If we look at the sub-items; Significant business gains have occurred in leisure and hospitality, professional and commercial services, transportation and warehousing. Retail trade employment declined during the month. Employment in the entertainment and hospitality sector increased by 84K in May, with continued job growth in catering and drinking venues (+46K) and accommodation (+21K). Employment in construction increased by 36K in May after no change in April. In May, employment increased by 36K in public education and 33K in private education. Healthcare employment increased by 28K in May, including an increase in hospitals (+16K). Manufacturing employment continued to rise in May (+18K), although there is a very clear slowdown. Retail employment decreased by 61K in May, but is still 159K above February 2020 levels. A return to normal effect is observed in service and retail-based sectors, depending on post-Covid dynamics.
Average hourly earnings for all workers in nonfarm pay employment rose 0.3% in May. Average hourly earnings increased 5.2% year over year over the past 12 months. The annual decline in wage inflation from 5.5% to 5.2% is a positive detail in that demand-based inflation does not create a spiraling effect on wages. In May, the average working hours for all workers in the non-agricultural sectors was 34.6 hours for the third month in a row. In manufacturing, the average work for all workers changed little at 40.4 hours, and overtime decreased by 0.1 hour to 3.2 hours.

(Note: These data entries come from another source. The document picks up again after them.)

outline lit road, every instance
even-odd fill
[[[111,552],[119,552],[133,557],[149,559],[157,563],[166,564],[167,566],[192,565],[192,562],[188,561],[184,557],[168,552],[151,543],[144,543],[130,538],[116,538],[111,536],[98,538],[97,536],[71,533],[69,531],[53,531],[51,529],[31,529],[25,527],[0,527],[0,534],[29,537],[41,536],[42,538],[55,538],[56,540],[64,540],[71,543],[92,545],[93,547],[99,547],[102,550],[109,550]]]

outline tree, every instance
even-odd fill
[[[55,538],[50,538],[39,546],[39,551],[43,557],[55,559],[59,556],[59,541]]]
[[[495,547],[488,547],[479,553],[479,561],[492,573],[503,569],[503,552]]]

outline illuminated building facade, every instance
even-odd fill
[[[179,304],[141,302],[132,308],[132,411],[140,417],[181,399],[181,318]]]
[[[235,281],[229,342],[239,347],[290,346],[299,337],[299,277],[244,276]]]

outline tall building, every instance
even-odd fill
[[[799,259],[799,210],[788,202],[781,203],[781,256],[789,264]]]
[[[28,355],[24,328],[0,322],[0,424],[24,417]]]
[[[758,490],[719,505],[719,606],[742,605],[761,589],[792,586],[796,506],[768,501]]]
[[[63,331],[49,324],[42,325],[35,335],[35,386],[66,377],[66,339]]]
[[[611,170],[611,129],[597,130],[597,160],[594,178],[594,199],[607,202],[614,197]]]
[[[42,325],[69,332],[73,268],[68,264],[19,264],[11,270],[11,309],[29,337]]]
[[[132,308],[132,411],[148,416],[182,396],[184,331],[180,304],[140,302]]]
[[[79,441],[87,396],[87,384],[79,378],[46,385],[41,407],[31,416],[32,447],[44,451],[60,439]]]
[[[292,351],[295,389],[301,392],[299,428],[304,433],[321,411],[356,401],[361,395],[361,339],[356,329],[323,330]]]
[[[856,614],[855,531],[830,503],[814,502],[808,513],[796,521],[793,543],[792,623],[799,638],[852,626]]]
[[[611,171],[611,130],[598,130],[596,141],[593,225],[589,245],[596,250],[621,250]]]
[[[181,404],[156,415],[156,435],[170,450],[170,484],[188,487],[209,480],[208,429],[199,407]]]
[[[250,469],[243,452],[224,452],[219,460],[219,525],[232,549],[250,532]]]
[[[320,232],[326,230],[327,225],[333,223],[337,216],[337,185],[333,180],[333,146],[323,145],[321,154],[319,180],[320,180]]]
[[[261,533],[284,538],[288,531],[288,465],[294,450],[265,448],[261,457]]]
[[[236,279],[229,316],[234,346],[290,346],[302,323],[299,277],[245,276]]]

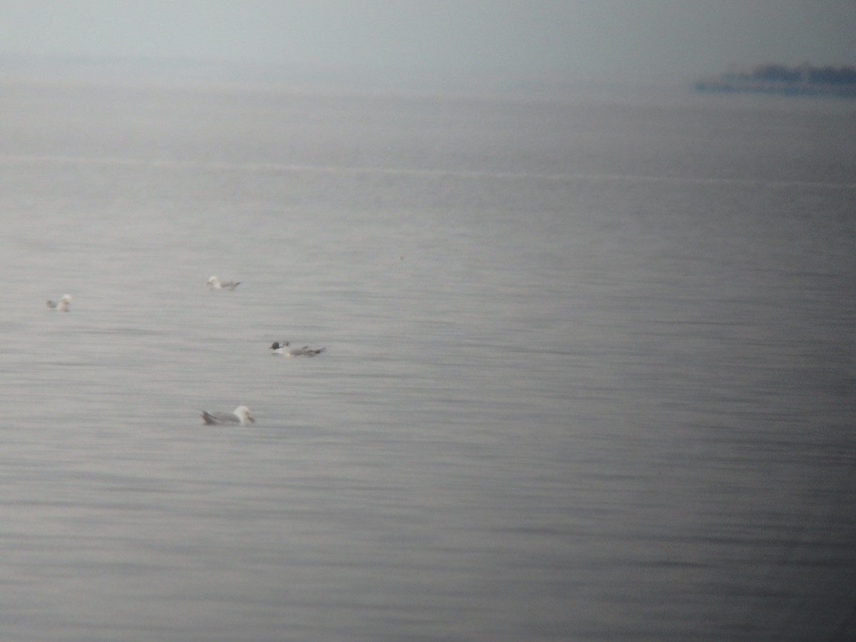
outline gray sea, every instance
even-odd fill
[[[13,79],[0,141],[3,640],[856,635],[856,103]]]

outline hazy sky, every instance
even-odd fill
[[[683,80],[856,64],[856,0],[0,0],[0,54]]]

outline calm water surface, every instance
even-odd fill
[[[0,116],[3,639],[856,633],[853,104]]]

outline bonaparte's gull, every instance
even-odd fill
[[[207,410],[203,410],[202,420],[206,424],[241,424],[241,425],[256,423],[253,415],[250,414],[250,409],[246,406],[239,406],[234,413],[221,413],[217,410],[209,413]]]
[[[205,283],[212,290],[234,290],[239,285],[240,281],[220,281],[217,276],[211,276]]]
[[[314,357],[316,354],[320,354],[326,348],[318,348],[313,349],[309,346],[304,346],[303,348],[289,348],[289,343],[287,341],[278,342],[275,341],[270,346],[270,349],[273,350],[274,354],[284,354],[287,357]]]
[[[61,312],[68,312],[68,306],[71,306],[71,294],[63,294],[62,298],[59,300],[59,303],[56,301],[48,301],[45,303],[51,310],[59,310]]]

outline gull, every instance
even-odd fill
[[[320,354],[327,349],[326,348],[313,349],[309,346],[289,348],[289,345],[287,341],[282,342],[275,341],[270,346],[270,349],[273,350],[274,354],[285,354],[287,357],[314,357],[316,354]]]
[[[221,282],[217,276],[211,276],[208,279],[208,282],[205,283],[212,290],[234,290],[239,285],[241,285],[240,281],[223,281]]]
[[[239,406],[234,413],[221,413],[217,410],[209,413],[202,411],[202,421],[205,424],[254,424],[256,420],[250,414],[250,409],[246,406]]]
[[[68,306],[71,305],[71,294],[62,294],[62,298],[59,300],[59,303],[49,300],[45,305],[51,310],[59,310],[61,312],[68,312]]]

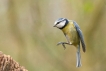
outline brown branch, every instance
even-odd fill
[[[0,71],[28,71],[18,62],[12,59],[10,55],[5,55],[0,51]]]

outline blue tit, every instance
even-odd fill
[[[58,42],[57,45],[62,44],[64,49],[65,44],[74,45],[77,48],[76,56],[77,56],[77,64],[76,67],[82,66],[81,64],[81,54],[80,54],[80,42],[82,44],[83,52],[86,51],[85,42],[83,38],[82,31],[78,24],[73,20],[68,20],[66,18],[59,18],[55,21],[54,27],[59,28],[64,33],[67,42]]]

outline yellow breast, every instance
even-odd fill
[[[65,35],[67,35],[69,37],[68,41],[70,41],[70,43],[72,43],[73,45],[76,45],[79,43],[79,41],[80,41],[79,36],[78,36],[78,33],[77,33],[76,28],[72,21],[69,22],[66,25],[66,27],[64,27],[62,29],[62,31]]]

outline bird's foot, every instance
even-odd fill
[[[64,48],[64,50],[65,50],[65,49],[66,49],[66,47],[65,47],[66,42],[58,42],[58,43],[57,43],[57,45],[60,45],[60,44],[62,44],[62,46],[63,46],[63,48]]]

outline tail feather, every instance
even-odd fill
[[[76,67],[81,67],[82,64],[81,64],[80,46],[77,49],[76,55],[77,55],[77,65],[76,65]]]

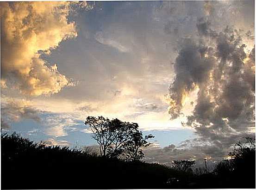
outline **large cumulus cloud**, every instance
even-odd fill
[[[1,3],[1,80],[23,94],[57,93],[73,83],[40,59],[62,41],[75,37],[68,2]]]

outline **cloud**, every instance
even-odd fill
[[[179,117],[185,97],[198,88],[197,104],[184,125],[212,144],[205,153],[219,157],[255,127],[255,50],[245,52],[242,30],[214,31],[207,18],[199,19],[197,27],[198,37],[179,42],[169,113]]]
[[[67,21],[69,4],[1,3],[1,73],[7,86],[14,84],[30,96],[56,93],[72,86],[56,65],[40,58],[40,52],[49,54],[62,40],[77,36],[75,23]]]
[[[12,122],[18,122],[24,119],[40,123],[40,112],[33,107],[29,101],[4,96],[1,98],[1,123],[3,128],[8,127]]]

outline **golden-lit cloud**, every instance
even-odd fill
[[[62,41],[77,36],[75,24],[67,21],[69,4],[1,3],[1,69],[6,85],[12,82],[22,94],[31,96],[57,93],[72,85],[56,66],[40,57],[40,51],[50,53]]]

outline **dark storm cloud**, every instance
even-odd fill
[[[197,104],[185,125],[211,143],[203,152],[220,157],[255,126],[254,49],[246,54],[243,30],[227,26],[218,32],[209,20],[199,19],[198,37],[180,43],[169,112],[179,116],[184,97],[197,86]]]

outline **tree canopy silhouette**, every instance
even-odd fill
[[[144,137],[136,123],[110,120],[102,116],[89,116],[85,124],[93,133],[92,137],[100,145],[101,156],[125,160],[139,160],[144,158],[142,148],[149,146],[147,141],[154,136]]]

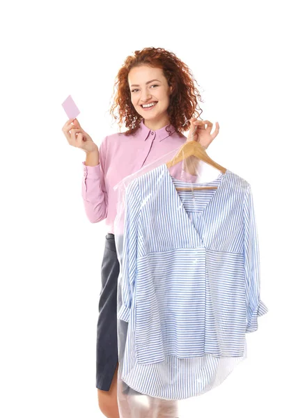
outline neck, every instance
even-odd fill
[[[158,130],[162,127],[164,127],[166,125],[168,125],[169,119],[168,116],[160,118],[158,121],[145,119],[144,125],[150,130]]]

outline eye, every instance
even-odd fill
[[[159,84],[152,84],[152,85],[150,86],[150,87],[152,87],[152,86],[156,86],[157,87],[159,87]],[[134,91],[135,91],[136,90],[139,90],[139,88],[134,88],[134,90],[132,90],[132,91],[131,91],[131,93],[134,93]]]

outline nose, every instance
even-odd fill
[[[141,95],[141,102],[142,103],[146,103],[147,102],[150,101],[151,98],[152,98],[152,95],[151,95],[149,91],[148,91],[146,89],[145,89],[143,91],[143,92]]]

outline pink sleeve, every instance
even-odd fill
[[[86,216],[93,224],[102,221],[108,213],[108,195],[104,184],[104,168],[107,153],[105,137],[99,148],[99,164],[84,165],[82,198]]]

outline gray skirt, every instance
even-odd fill
[[[96,387],[105,391],[110,389],[118,362],[117,286],[119,272],[114,235],[107,233],[101,265],[102,287],[96,343]]]

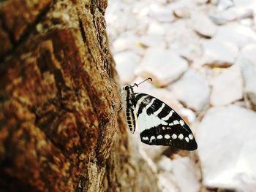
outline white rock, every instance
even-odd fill
[[[208,111],[196,134],[205,186],[255,191],[255,112],[241,107]]]
[[[164,37],[161,34],[143,35],[140,37],[140,42],[150,47],[166,47],[166,42],[164,41]]]
[[[114,53],[121,51],[132,50],[143,55],[144,48],[139,46],[140,38],[132,33],[119,36],[113,42],[113,52]]]
[[[197,4],[206,4],[209,0],[193,0],[193,1]]]
[[[152,4],[150,6],[148,15],[150,18],[159,22],[171,23],[175,20],[171,9],[167,6]]]
[[[153,78],[158,86],[165,86],[181,77],[187,68],[187,61],[171,50],[149,48],[135,73]]]
[[[219,10],[225,10],[234,6],[233,0],[219,0],[218,1],[217,4]]]
[[[173,161],[173,172],[181,192],[197,192],[200,188],[195,169],[189,158],[180,158]]]
[[[181,7],[173,10],[173,14],[178,18],[188,18],[190,17],[190,10],[188,7]]]
[[[202,110],[209,100],[210,88],[206,80],[194,70],[188,70],[169,89],[178,100],[195,111]]]
[[[256,34],[250,27],[238,23],[230,23],[219,27],[214,39],[218,42],[223,42],[222,44],[227,43],[240,48],[247,44],[256,42]],[[222,45],[220,45],[219,47],[222,46]]]
[[[180,192],[173,174],[169,172],[158,174],[158,185],[162,192]]]
[[[233,42],[218,38],[203,41],[203,50],[205,64],[213,66],[232,65],[238,53]]]
[[[212,37],[216,33],[217,27],[204,14],[197,14],[192,18],[192,28],[203,37]]]
[[[164,35],[165,28],[163,28],[163,25],[158,23],[157,22],[152,22],[148,25],[148,29],[147,31],[148,34],[152,35]]]
[[[210,99],[212,105],[225,105],[242,98],[243,80],[239,66],[234,65],[214,79]]]
[[[256,44],[246,46],[240,52],[236,64],[240,66],[244,82],[244,93],[248,107],[256,110]]]
[[[131,83],[135,77],[135,69],[140,61],[140,57],[132,51],[126,51],[116,54],[114,60],[121,83]]]
[[[217,25],[224,25],[233,20],[252,18],[252,16],[253,10],[250,9],[231,7],[222,12],[211,14],[210,18]]]
[[[159,161],[157,162],[157,169],[160,172],[170,172],[173,171],[173,161],[170,158],[165,155],[162,155]]]

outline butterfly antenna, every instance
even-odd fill
[[[145,81],[147,81],[147,80],[150,80],[151,81],[152,81],[152,79],[151,79],[151,77],[148,77],[148,79],[143,80],[143,82],[140,82],[140,83],[138,83],[138,84],[137,84],[137,83],[135,83],[135,84],[133,84],[133,85],[132,85],[132,88],[135,87],[135,86],[138,87],[139,85],[140,85],[141,83],[143,83],[143,82],[144,82]]]

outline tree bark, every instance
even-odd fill
[[[1,191],[157,191],[113,105],[107,4],[0,1]]]

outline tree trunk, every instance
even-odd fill
[[[107,4],[0,1],[1,191],[157,191],[113,105]]]

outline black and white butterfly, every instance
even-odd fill
[[[146,93],[134,93],[133,87],[138,85],[126,85],[121,94],[130,131],[133,134],[138,127],[141,142],[148,145],[196,150],[197,142],[185,121],[159,99]]]

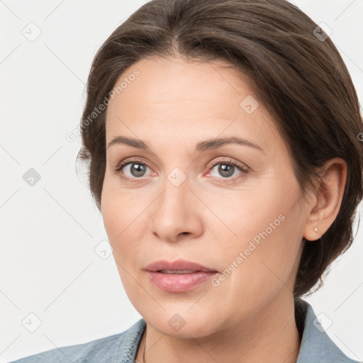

The loss of momentum in the labor market should be read as the effect of job changes and adaptation to normalization in the post-Covid period, rather than a deterioration. However, companies review their financing positions and, accordingly, their budgets. Many web and technology-based companies are considering similar employment plans, similar to Elon Musk’s statement that Tesla needs to cut its headcount by 10%. Therefore, we will see a slowdown in labor force growth in the near future. This will be both about approaching natural limits and about the Fed’s policies.
In terms of the Fed; CPI data will continue to be the main determinant. If we had seen very high wage pressure, we would have seen more analysis on whether the Fed should raise rates by 75 bps, but the market would not shift there with these data. There would also be no shift from 50 bps to 25 bps if the data was weak. Brainard’s statements yesterday are important in that it shows that the Fed is not thinking of waiting in September, it means that there may be an interest rate increase of 3 50 bps instead of 2 depending on the situation. It seems that the Fed will not be bothered by the increase in the unemployment rate while increasing the interest rates.